Star Ratings: We urge CMS to ensure that any reflection of data integrity issues into the MA Star Ratings methodology is fair to plans and helpful to beneficiaries in distinguishing plan performance.  We appreciate the CMS willingness to reconsider its approach in recent years and ask that the agency continue to work with stakeholders and the Congress.”    

Employer Group Waiver Plans (EGWPs): We urge CMS to reconsider the 2017 Final Notice policy that waives the bidding requirements for MA EGWPs.  The decision to set payments to EGWPs administratively, which was made by the previous Administration, is likely to adversely impact the roughly 3.2 million beneficiaries with retiree coverage.  Further, CMS took this action despite a lack of Congressional interest in the policy when it was included in then-President Obama’s budget request.  At a minimum, CMS should use the same blend between the old and new methodology for 2018 to provide more time to broadly consider the issue and its impact.” 

Final Rate Notice

On April 3, after the release of the GOP letter, CMS announced the Medicare Advantage Final Rate Notice, laying out the policies governing plan payment for 2018. CMS estimated that MA funding will increase by 0.45 percent on average in 2018. However, plan costs are expected to increase on average by 4 percent to 5 percent due to projected health care cost increases and the expiration of the one-year moratorium on collecting the health insurance tax.
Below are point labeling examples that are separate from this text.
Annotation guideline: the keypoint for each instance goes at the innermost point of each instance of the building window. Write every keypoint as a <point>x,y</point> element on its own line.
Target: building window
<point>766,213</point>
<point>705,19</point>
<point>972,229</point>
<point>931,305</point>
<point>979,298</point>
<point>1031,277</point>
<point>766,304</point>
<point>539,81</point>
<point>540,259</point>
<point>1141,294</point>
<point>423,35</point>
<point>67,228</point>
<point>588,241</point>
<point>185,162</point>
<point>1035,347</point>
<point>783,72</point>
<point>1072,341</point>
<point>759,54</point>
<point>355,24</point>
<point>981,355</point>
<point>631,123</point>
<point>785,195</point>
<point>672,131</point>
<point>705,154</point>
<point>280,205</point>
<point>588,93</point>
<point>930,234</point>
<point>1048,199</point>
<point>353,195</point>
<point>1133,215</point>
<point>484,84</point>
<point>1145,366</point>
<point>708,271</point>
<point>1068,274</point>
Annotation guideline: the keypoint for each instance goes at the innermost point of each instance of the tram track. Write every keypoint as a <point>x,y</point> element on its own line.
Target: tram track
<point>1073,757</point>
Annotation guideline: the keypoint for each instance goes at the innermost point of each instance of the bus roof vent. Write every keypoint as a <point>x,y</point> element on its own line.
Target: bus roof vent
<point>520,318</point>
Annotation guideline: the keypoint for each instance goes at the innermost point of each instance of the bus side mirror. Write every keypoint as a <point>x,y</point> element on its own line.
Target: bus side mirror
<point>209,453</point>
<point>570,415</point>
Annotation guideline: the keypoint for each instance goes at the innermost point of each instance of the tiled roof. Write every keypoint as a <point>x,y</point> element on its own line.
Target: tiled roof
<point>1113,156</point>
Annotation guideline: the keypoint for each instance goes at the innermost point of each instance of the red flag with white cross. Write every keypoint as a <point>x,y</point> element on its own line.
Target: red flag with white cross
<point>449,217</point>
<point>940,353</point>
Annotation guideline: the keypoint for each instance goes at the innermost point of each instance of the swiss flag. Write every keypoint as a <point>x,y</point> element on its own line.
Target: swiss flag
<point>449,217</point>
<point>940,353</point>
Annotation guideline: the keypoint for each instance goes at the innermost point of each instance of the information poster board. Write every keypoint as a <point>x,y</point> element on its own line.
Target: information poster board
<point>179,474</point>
According to analysis from AHIP, CMS responded to the GOP requests on three particular topics with the following policies:

Fee-for-Service Normalization Factor

CMS finalized the normalization factor as proposed for 2018. CMS made a technical correction to the ESRD normalization factor. As a result, the ESRD normalization factor was 1.015, resulting in a lower impact on payments than proposed.

Star Ratings

CMS retained the current Beneficiary Access and Performance Problems (BAPP) Star Rating measure for 2018. In addition, CMS will incorporate results of Appeals Timeliness Monitoring activity audits, if accurate and valid, into data integrity reviews for the four Star Ratings appeals measures. For 2019, the agency intends to retire the current BAPP measure and introduce a revised BAPP measure on the display page that will no longer include enforcement actions or reductions for plans under sanction due to an audit, and may consider scaling reductions of Star Ratings due to data integrity reviews (rather than continue the policy of automatic downgrades to one star).

Employer Group Waiver Plans (EGWPs)

CMS will use the same methodology for payment of EGWPs in 2018 as in 2017. That is, EGWPs will not submit bids for 2018 and CMS will base payments on a 50/50 blend of individual MA plan and EGWP bids submitted in 2016.